Are there any more ways to solve this type of problem?

Answer 1

An alternative approach

$$A = 1 +\dfrac{1}{1 + \frac{1}{1 + \frac{1}{\ddots}}} < 1 +\dfrac{1}{1} =2$$

$$B = 2 +\dfrac{1}{2 + \frac{1}{2 + \frac{1}{\ddots}}} > 2$$

showing $$A < B$$

Thus

$$2A = 2 +\dfrac{2}{A} > 2 +\dfrac{2}{2} =3$$

$$B = 2 +\dfrac{1}{B} < 2 + \dfrac12 $$

showing $$2A > B$$

Answer 2

Are there any more ways to solve this type of problem?

We can get some loose bounds by truncating the fractions.
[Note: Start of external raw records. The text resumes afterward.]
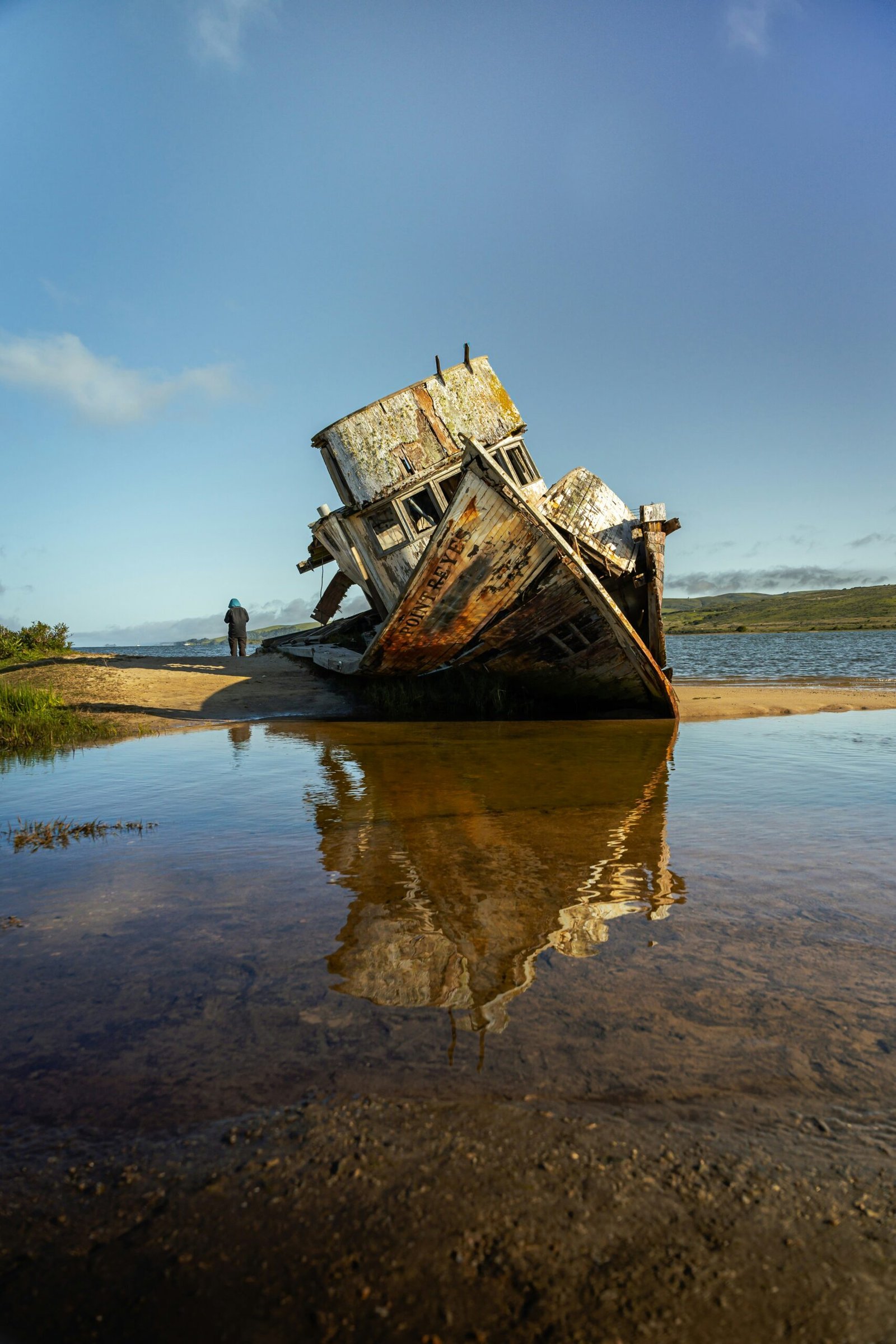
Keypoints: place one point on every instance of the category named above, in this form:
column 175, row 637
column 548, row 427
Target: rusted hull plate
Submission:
column 499, row 586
$A = 1 +\dfrac{1}{1 + \left[\frac{1}{1 + \frac{1}{\ddots}}\right]}$

The quantity in the square brackets is clearly smaller than 11 (we have 11 divided by something larger than 11); it follows that $A>1+\frac{1}{1+1}=\frac{3}{2}$

Similarly, we have

$B = 2 +\dfrac{1}{2 + \left[\frac{1}{2 + \frac{1}{\ddots}}\right]}$

Here, we use the fact that the bracketed quantity is greater than zero to get $B<2+\frac{1}{2} = \frac{5}{2}$

Hence $\boxed{2A>B}$

Answer 3

You can work out a continued fraction form for $2A$ and compare it with $B$.

Start with

$A=1+\dfrac{1}{1+\dfrac{1}{1+\dfrac{1}{1+\dfrac{1}...}}}$

Then we multiply by 2, by multiplying the initial $1$ by $2$ and dividing the denominator by $2$ at the first layer:

$2A=2+\dfrac{1}{(1/2)(1+\dfrac{1}{1+\dfrac{1}{1+\dfrac{1}...}})}$

Now do the indicated multiplication by $1/2$ in the analogous way:

$2A=2+\dfrac{1}{(1/2)+\dfrac{1}{\color{blue}{(2)(1+\dfrac{1}{1+\dfrac{1}...}})}}$

The blue expression just gives us back our original $2A$, so this pattern repeats giving us:

$2A=\color{blue}{2}+\dfrac{1}{\color{brown}{(1/2)}+\dfrac{1}{\color{blue}{2}+\dfrac{1}{\color{brown}{(1/2)}+\dfrac{1}{...}}}}$

Versus:

$B=\color{blue}{2}+\dfrac{1}{\color{brown}{2}+\dfrac{1}{\color{blue}{2}+\dfrac{1}{\color{brown}{2}+\dfrac{1}{...}}}}$

Now note the coloring I gave to the summands. By considering the convergent one can see that when the numerators are all $1$, the value of a continued fraction increases when the blue entries are increased but decreases when the brown entries are increased, provided these entries are all positive. Here the blue entries for $2A$ and $B$ are the same but the brown entries are greater for $B$, therefore $2A>B$.

Answer 4

Isn’t $\frac12B$ equal to $$ 1+\frac1{4+\frac1{1+\cdots}}\qquad <\qquad A $$ ?

Answer 5

Clearly $A,B,2B-A>0$.

Note that $B=2+\dfrac{1}{B}$ and $A=1+\dfrac{1}{A}\iff 2A=2+\dfrac{2}{A}$.

It follows, $2A-B=\dfrac{2}{A}-\dfrac{1}{B}=\dfrac{2B-A}{AB}>0$.